Yemen is not at war with itself as mainstream claims. Yemen’s war came by way of a foreign invasion.

Yemen’s war has been manned by foreign hands from Saudi tribal regime’s seat of power: Riyadh.

More than any other war in our modern history, Yemen’s war has been labelled under grave misapprehension – decontextualized and politically vulgarized.

Yemen was invaded and therefore was within its sovereign rights to defend itself.

“An act of war is an action by one country against another with an intention to provoke a war or an action that occurs during a declared war or armed conflict between military forces of any origin.”

Yemen is being torn apart, its borders have been breached, its skies darkened, its land set ablaze, its people wrecked by pestilence and famine while the so-called mainstream media has systematically deflected blame, mudding the waters so that the public would not demand accountability for the many lives lost.

“Millions of lives are at risk in Yemen because food, fuel and medical supplies are being deliberately delayed on entry to the war-torn country by the Saudi-led coalition,” Amnesty International warned in a report released in late June 2018.

The 22-page report, Stranglehold, shows how the Saudi-led coalition has imposed excessive restrictions on the entry of essential goods and aid – de facto holding an entire people hostage so that victory: political and military, could be claimed.

War today has its own language and it reads like deceit.

Under its ink, a person’s life – the value put on someone’s right to live free from harm and oppression has become contingent to geography, political beliefs, and religious affiliations.

Yemen happens to sit beyond this invisible line where one’s fate matters, and one’s right to think independently is admissible in a court of public opinion.

For well over a year Yemen’s death toll appears to have been frozen in time.

Before the ravages of cholera, famine, hysteric bombing, raids, and other crazy acts we have been told that Yemen’s death count lies below the 20,000 mark … some media went as far as to claim 10,000 in their efforts to downplay genocide.

This is how Bloomberg put it back in February (2018): “The death toll from fighting so far is estimated at about 10,000, relatively low compared to the 470,000 thought to have died in the seven years of civil war in Syria. Yet life in Yemen has become wretched and perilous, on a mass scale.”

While we admit that getting information from Yemen is more than just challenging … the onus being on Saudi regime for making access almost impossible, war mathematics have revealed frightening numbers.

In November 2017, Save the Children reported that 130 children were dying every day, with 50,000 children already believed to have died in 2017.

In December 2016, UNICEF reported that a child dies every 10 minutes from preventable diseases such as diarrhea, malnutrition and respiratory tract infections.
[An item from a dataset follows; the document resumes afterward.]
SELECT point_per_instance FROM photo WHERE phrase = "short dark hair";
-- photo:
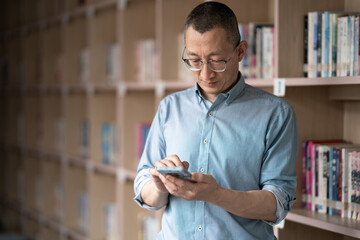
(208, 15)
And the UK-based NGO, Disasters and Emergencies Committee’s recent report put the number of deaths from preventable causes at 10,000. As for Yemen’s cholera epidemic – a direct result of Saudi regime’s aggression on Yemen WHO attested that by July 2017 at least 2,177 deaths had been registered.
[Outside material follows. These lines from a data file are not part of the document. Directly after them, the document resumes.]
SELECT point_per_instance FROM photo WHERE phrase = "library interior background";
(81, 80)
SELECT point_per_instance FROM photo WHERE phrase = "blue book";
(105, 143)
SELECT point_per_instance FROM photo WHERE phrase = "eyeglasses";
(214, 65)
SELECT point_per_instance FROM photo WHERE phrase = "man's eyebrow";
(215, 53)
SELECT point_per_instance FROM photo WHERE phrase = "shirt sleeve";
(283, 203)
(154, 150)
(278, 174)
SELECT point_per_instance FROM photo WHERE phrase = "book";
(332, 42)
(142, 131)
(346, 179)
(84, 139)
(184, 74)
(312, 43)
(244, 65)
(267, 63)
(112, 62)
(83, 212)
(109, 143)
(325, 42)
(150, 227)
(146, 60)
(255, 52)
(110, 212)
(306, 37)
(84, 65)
To famine … Famine is now threatening over half of Yemen’s total population, throwing millions more into food insecurity.
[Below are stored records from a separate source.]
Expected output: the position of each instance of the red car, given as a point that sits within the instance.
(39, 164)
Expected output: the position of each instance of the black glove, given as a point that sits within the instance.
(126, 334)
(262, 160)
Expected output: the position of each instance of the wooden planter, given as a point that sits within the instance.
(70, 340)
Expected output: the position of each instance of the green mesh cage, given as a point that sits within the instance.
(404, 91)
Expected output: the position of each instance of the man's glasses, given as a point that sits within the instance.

In January 2017 The UN security chief said millions would die as a direct manmade result of the war. So much for 10, 000 or even 20,000.

If those numbers are in themselves harrowing, they do not offer a real reflection of reality – quite simply because reality is being kept from us for a lack of access and fair reporting.

The real number of the victims of the Saudi invasion and genocidal war should be several times more that the reported figures.